I really didn’t have any idea how the crux of the story – Pi on the boat with a tiger named, strangely enough, Richard Parker – came about. And I certainly wasn’t prepared for the journey. If you’ve not seen the movie I won’t spoil it for you, but it was moving and heart-wrenching and had me rooting for the boy with the unusual name the entire time.

In fact, the plot of the movie wasn’t what really captivated me. It rang true, even with its fantastical elements, and that was what mattered; you can watch a good movie with a great plot and not have it say something to your heart. While the story was fantastic, Life of Pi is powerful precisely because it says something about the nature of faith and the struggle we all endure to make sense of our lives on a daily basis. In Pi, plenty of people find a doppleganger: a person who, as a result of growing up in a multi-cultural world, has a powerful faith in God – be it Vishnu, Christ, or Allah.

Pi isn’t someone whose faith tradition was simply handed to him; he comes to believe the various things he believes because of his own search for meaning and purpose. He seeks out God in so many places because he believes God may be found. He sees the hand of God in places others can’t be bothered to look. And while I may not subscribe to the polytheistic ecumenism that Pi embraces, I can certainly say that the desire to believe in something, to see the majestic at work in my life, is a longing I can identify with.

Being adrift in a boat with a tiger isn’t a perfect metaphor for everything, but it’s apt for where my family finds itself right now. We are at the mercy of God’s hand; we are moved by His leading; we are aware that the danger before is also something of terrible beauty. And like Pi, we’re simply looking to come ashore somewhere safe. I can’t remember when a movie collided with my life so perfectly.

Is it for everyone? Nope. There are plenty of people who won’t be able to get past the fact that Pi, born in India, doesn’t stick with one religion over another. Others won’t be able to swallow the admittedly dream-like story. But for those who are looking for something undefinable, something outside the normal channels, this might be a movie for you.
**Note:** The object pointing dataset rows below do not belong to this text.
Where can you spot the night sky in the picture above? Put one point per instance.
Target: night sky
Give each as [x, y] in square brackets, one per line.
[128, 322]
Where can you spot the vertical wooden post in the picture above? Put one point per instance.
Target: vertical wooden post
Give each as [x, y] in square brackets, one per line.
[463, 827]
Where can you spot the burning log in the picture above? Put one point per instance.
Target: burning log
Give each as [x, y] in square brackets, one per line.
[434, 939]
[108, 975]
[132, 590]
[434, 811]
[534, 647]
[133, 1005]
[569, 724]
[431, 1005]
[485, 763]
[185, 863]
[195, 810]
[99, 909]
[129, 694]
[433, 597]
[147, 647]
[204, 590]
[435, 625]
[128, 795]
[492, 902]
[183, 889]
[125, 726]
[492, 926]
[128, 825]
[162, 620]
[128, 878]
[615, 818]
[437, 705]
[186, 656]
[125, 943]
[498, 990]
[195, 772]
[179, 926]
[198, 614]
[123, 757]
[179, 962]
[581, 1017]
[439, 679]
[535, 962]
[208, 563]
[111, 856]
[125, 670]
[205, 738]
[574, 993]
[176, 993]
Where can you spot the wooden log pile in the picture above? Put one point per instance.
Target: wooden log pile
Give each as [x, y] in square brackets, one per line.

I can’t promise it will say anything to you, but I can tell you that it stuck with me in quiet ways; long after I’ve returned the movie to Redbox, I’ll still be thinking about the visuals, and the story, and the power of a heart that is open to life’s great moments, no matter how they arrive. For that, I am grateful.

2 thoughts on “In a Boat With a Tiger

  1. I am somewhat reluctant to watch this though I too have heard great things. I remember reading the book The Shack and while it was well written and quite gripping, I was eventually disappointed. Its just not my style……
    Great post though.


    1. windowseat23 – It’s definitely not for everyone. I was like you – not really interested, and perhaps at another time in my life, I wouldn’t have found it compelling at all.

      And we completely agree on “The Shack” – got nothing out of that one at all.